Malignant Pleural Effusion Guidelines

The key recommendations from the British Thoracic Society for the management of malignant pleural effusion include the following [21] :

  • If the patient is asymptomatic with a known tumor type, observation is recommended (level C).
  • Pleural effusion treated with aspiration is not recommended if life expectancy is greater than a month because of high rate of recurrence (level A).
  • Other than in patients with a very short life expectancy, small-bore chest tubes followed by pleurodesis are preferred to recurrent aspiration.
  • Intercostal drainage should be followed by pleurodesis to prevent recurrence unless the lung is significantly trapped (level A).
  • Small-bore (10-14F) intercostal catheters should be the initial choice for effusion drainage and pleurodesis (level A).
  • Large pleural effusions should be drained in a controlled fashion to reduce the risk of reexpansion pulmonary edema (level C).
  • Once effusion drainage and lung reexpansion have been radiographically confirmed, pleurodesis should not be delayed (level B).
  • Lidocaine (3 mg/kg; not to exceed 250 mg) should be administered intrapleurally just prior to sclerosant administration (level B).
  • Premedication should be considered to alleviate anxiety and pain associated with pleurodesis (level C).
  • Talc is the most effective sclerosant available for pleurodesis (level A).
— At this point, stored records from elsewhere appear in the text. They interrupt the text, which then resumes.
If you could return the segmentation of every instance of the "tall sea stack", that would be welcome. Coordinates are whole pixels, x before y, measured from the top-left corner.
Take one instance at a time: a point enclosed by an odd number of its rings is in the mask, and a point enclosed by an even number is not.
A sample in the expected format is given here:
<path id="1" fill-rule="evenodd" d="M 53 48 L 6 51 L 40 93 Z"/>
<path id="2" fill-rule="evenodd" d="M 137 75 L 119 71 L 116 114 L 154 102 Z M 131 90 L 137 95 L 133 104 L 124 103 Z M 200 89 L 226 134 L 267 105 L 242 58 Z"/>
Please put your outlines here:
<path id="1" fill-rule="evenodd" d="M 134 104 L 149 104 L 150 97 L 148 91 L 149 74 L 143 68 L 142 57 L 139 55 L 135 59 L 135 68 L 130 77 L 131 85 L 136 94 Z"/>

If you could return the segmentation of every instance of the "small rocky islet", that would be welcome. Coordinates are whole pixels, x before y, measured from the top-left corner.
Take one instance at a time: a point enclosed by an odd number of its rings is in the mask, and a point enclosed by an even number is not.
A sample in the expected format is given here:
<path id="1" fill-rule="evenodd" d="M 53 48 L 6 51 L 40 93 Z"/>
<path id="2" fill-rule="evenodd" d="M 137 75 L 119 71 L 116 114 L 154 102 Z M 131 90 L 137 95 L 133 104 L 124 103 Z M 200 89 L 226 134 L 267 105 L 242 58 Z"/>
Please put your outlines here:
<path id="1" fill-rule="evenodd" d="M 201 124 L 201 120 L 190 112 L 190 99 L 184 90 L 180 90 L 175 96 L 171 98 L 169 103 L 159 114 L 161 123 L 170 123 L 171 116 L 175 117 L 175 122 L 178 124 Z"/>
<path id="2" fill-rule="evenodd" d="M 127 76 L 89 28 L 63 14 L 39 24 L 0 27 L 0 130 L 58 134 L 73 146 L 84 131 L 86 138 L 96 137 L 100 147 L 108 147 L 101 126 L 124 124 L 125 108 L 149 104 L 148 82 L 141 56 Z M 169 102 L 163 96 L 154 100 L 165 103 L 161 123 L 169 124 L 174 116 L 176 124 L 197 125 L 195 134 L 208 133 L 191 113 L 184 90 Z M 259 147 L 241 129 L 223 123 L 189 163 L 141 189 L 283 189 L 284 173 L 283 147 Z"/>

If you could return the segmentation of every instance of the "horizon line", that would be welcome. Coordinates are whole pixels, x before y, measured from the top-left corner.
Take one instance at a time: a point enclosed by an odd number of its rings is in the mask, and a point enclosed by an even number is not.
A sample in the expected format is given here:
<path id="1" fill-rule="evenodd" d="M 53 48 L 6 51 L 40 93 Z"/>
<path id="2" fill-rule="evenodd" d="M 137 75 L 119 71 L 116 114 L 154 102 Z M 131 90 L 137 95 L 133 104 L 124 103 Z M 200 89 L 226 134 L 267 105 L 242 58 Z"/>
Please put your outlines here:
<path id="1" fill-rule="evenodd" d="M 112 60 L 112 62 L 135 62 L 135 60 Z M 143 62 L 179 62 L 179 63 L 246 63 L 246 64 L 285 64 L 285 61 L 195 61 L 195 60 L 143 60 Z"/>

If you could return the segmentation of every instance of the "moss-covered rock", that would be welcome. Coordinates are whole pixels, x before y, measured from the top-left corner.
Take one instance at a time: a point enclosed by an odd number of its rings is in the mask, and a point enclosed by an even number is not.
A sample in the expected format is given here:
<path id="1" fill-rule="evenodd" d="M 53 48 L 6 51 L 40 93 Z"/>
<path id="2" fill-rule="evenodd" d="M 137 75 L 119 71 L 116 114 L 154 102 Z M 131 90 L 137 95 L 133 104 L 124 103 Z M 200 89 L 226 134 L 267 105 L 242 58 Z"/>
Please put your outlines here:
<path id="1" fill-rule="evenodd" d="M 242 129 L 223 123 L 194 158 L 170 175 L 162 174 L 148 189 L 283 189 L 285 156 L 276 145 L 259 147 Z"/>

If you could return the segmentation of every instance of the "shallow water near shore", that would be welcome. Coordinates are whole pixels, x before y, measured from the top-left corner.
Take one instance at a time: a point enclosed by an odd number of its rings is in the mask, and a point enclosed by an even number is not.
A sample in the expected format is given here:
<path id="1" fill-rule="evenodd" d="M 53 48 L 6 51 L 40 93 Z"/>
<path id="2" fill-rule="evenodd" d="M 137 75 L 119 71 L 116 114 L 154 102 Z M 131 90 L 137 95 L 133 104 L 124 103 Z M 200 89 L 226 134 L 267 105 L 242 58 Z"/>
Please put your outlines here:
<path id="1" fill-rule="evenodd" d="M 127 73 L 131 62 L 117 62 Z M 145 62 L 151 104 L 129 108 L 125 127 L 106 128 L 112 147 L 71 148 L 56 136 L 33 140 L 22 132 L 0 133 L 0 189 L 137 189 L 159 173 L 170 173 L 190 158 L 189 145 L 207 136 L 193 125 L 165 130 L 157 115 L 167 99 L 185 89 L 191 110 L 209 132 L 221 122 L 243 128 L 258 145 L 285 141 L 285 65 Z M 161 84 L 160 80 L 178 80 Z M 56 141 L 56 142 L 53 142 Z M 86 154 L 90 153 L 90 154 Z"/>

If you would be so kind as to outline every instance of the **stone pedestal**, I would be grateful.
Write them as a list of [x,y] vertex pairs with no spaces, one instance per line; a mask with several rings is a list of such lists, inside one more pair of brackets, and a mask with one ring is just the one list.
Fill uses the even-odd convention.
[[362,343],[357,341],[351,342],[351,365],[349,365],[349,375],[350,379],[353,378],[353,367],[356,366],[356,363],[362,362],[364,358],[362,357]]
  • Talc pleurodesis is equally effective when administered as a slurry or by insufflation (level B).
  • Bleomycin is an alternative sclerosant with a modest efficacy rate (level B).
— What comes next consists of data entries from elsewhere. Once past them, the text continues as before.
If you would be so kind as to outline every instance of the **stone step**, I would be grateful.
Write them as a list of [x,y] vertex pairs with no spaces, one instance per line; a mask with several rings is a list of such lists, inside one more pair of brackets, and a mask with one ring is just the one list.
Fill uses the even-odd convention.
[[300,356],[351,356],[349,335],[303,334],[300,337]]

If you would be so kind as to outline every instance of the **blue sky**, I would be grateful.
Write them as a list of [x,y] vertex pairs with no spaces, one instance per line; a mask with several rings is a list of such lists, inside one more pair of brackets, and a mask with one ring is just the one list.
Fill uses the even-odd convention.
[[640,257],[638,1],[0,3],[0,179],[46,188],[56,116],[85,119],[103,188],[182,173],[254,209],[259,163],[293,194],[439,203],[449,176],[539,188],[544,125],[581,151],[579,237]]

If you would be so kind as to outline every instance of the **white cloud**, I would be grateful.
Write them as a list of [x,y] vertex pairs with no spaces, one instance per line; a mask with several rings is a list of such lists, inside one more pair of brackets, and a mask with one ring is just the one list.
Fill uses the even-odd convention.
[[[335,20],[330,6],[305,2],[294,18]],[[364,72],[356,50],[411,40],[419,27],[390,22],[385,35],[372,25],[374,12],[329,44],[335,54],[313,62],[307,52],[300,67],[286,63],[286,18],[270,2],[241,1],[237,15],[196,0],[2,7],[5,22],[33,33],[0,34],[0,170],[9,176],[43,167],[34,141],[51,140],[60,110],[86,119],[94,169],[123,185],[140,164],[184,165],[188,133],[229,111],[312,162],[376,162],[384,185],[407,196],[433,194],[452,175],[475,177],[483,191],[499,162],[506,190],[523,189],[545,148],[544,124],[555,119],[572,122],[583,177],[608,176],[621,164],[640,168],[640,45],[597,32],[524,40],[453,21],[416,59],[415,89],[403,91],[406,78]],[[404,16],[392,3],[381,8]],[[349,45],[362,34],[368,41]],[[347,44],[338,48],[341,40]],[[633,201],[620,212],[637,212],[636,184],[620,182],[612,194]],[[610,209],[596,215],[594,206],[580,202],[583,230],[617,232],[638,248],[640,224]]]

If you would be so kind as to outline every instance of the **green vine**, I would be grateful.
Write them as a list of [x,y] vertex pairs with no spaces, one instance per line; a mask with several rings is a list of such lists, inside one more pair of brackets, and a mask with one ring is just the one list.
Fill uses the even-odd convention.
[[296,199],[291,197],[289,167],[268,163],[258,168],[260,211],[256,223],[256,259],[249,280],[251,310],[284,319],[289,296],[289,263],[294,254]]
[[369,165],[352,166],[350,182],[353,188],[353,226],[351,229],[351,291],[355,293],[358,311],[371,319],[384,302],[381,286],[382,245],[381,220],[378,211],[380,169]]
  • Patient rotation is not necessary after intrapleural instillation of sclerosant (level A).
  • In patients with good performance status, thoracoscopy is recommended for diagnosis of suspected malignant pleural effusion and for drainage and pleurodesis of a known malignant pleural effusion (level B).
  • Thoracoscopic talc poudrage should be considered for the control of recurrent malignant pleural effusion (level B).
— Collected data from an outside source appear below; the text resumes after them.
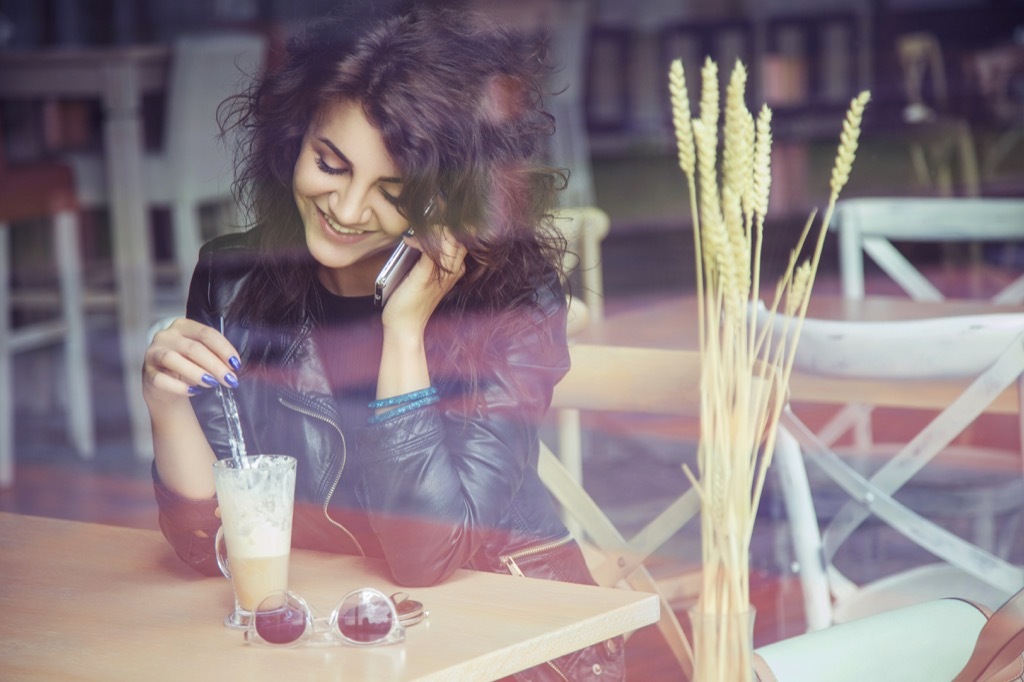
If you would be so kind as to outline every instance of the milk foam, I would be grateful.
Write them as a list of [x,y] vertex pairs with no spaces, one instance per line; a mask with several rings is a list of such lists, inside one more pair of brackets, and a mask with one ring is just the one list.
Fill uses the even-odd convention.
[[287,554],[291,547],[295,467],[269,457],[244,469],[216,470],[217,502],[229,557]]

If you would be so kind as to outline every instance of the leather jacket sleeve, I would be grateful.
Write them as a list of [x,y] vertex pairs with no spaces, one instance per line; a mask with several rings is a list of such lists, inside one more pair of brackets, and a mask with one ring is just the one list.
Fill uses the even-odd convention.
[[519,333],[502,341],[507,362],[482,378],[468,413],[442,389],[438,406],[364,431],[363,447],[376,454],[358,490],[397,582],[438,583],[507,527],[536,466],[538,425],[569,368],[565,295],[551,280]]

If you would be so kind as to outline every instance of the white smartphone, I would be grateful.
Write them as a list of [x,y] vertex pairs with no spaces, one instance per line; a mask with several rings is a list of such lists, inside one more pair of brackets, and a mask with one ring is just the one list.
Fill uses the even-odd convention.
[[395,287],[405,279],[419,257],[420,252],[406,244],[404,239],[398,242],[398,246],[388,258],[388,262],[384,264],[380,274],[377,275],[377,281],[373,288],[373,304],[375,306],[384,307],[384,304],[391,298]]
[[[437,194],[434,194],[427,203],[426,210],[423,211],[424,217],[430,215],[436,206],[436,202]],[[387,263],[381,268],[380,274],[377,275],[377,281],[373,287],[373,304],[376,307],[384,307],[384,304],[391,298],[395,287],[402,283],[402,280],[409,274],[412,266],[416,264],[419,258],[420,252],[406,244],[404,239],[398,242],[398,246],[395,247],[391,257],[388,258]]]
  • Ambulatory indwelling pleural catheters are effective in controlling recurrent and symptomatic malignant effusions in selected patents (level B).

American College of Chest Physicians guideline recommendations for the treatment of malignant pleural effusions include the following [66] :

  • In patients with a symptomatic recurrent malignant pleural effusion with a re-expandable lung, tunneled pleural catheter (TPC) or chemical pleurodesis (grade 1C) is recommended. Serial thoracentesis can be considered in patients with a limited life expectancy.
  • In patients with a symptomatic recurrent malignant pleural effusion with lung trapping, TCP for symptomatic relief and improvement in quality of life (grade 1C) is recommended.
  • In patients with a suspected malignant pleural effusion in whom the diagnosis of stage IV disease is not confirmed, thoracoscopy instead of a TPC is recommended, owing to its diagnostic as well as therapeutic benefit (grade 1C).
  • Graded talc is the pleural sclerosant of choice, owing to its efficacy and safety profile (grade 1C).
  • Thoracoscopy with talc poudrage is recommended instead of talc slurry through a bedside chest tube for pleurodesis (if there are no contraindications to thoracoscopy) (grade 1C).